Jagielka has Polish roots via the origin of his grandparents but his focus is on England securing a third win in the qualifiers to cement their place at the top of the group.
He said: “I had a lot of press and questions on it in the summer because we were going to be based in Poland.
“I’ve answered the questions before, I’ve got Polish roots but I was born and bred in England.
“I don’t speak that much Polish. It’s a game for England and I’ll be dying to get the right result for my country.
“It means a bit more with the heritage and stuff but, as far as I’m concerned, it’s all about getting another cap and another win.
“We can talk afterwards about where the family is from.”
Jagielka knows the importance of England not slipping up after a previous 5-0 win in the group – against Moldova – was followed by a home draw against Ukraine.
He said: “You look at the Ukraine game and the worst thing we could have done was to concede first and as early as we did.
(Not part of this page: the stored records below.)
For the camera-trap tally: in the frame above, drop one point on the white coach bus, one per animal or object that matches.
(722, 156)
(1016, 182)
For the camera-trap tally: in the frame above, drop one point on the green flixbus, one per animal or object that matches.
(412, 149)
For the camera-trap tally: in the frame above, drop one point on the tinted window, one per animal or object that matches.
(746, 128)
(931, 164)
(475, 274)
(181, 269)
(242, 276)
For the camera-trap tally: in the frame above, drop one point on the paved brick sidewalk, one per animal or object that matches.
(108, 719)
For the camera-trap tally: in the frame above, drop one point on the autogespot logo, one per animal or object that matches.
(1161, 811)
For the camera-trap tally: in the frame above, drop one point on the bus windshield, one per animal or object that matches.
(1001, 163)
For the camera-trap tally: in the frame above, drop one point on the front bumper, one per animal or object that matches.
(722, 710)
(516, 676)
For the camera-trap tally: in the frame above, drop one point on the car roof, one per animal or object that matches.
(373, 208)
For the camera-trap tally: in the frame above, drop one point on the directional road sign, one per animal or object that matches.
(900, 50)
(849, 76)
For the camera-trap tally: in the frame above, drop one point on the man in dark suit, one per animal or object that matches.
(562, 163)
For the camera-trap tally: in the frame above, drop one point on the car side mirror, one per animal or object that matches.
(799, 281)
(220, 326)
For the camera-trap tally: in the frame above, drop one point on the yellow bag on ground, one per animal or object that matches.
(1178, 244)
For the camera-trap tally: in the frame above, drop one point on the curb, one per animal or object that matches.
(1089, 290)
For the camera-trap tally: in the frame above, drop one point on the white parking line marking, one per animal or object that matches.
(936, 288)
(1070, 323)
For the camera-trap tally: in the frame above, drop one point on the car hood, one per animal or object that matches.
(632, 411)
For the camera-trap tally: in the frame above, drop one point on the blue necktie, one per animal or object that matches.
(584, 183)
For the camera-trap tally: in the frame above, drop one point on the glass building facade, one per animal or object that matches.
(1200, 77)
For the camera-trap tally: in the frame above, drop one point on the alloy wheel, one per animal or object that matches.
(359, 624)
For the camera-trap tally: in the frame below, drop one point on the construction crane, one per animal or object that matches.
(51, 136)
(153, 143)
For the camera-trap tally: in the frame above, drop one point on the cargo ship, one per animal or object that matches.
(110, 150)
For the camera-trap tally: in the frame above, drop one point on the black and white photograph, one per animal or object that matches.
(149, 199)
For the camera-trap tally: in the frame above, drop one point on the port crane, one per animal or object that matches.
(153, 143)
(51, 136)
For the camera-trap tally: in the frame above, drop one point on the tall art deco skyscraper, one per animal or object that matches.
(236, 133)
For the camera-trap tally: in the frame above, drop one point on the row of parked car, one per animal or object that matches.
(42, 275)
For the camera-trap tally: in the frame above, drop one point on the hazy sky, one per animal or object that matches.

We chased the game for most of it.
“We still created chances and Jermain Defoe had a perfectly good goal disallowed.
“But we will learn from a mistake or the experience of winning 5-0 in Moldova and then drawing against Ukraine. We will learn from that.
“We will be doing our best to make sure we get a better result after Friday’s 5-0 win.
“It won’t be a bad’s night work if we come away with a draw.
“We’d still look healthy as far as qualification for Brazil is concerned.
“We will be going to win the game but if it is 0-0 or 1-1 after 90 minutes, we will take that.”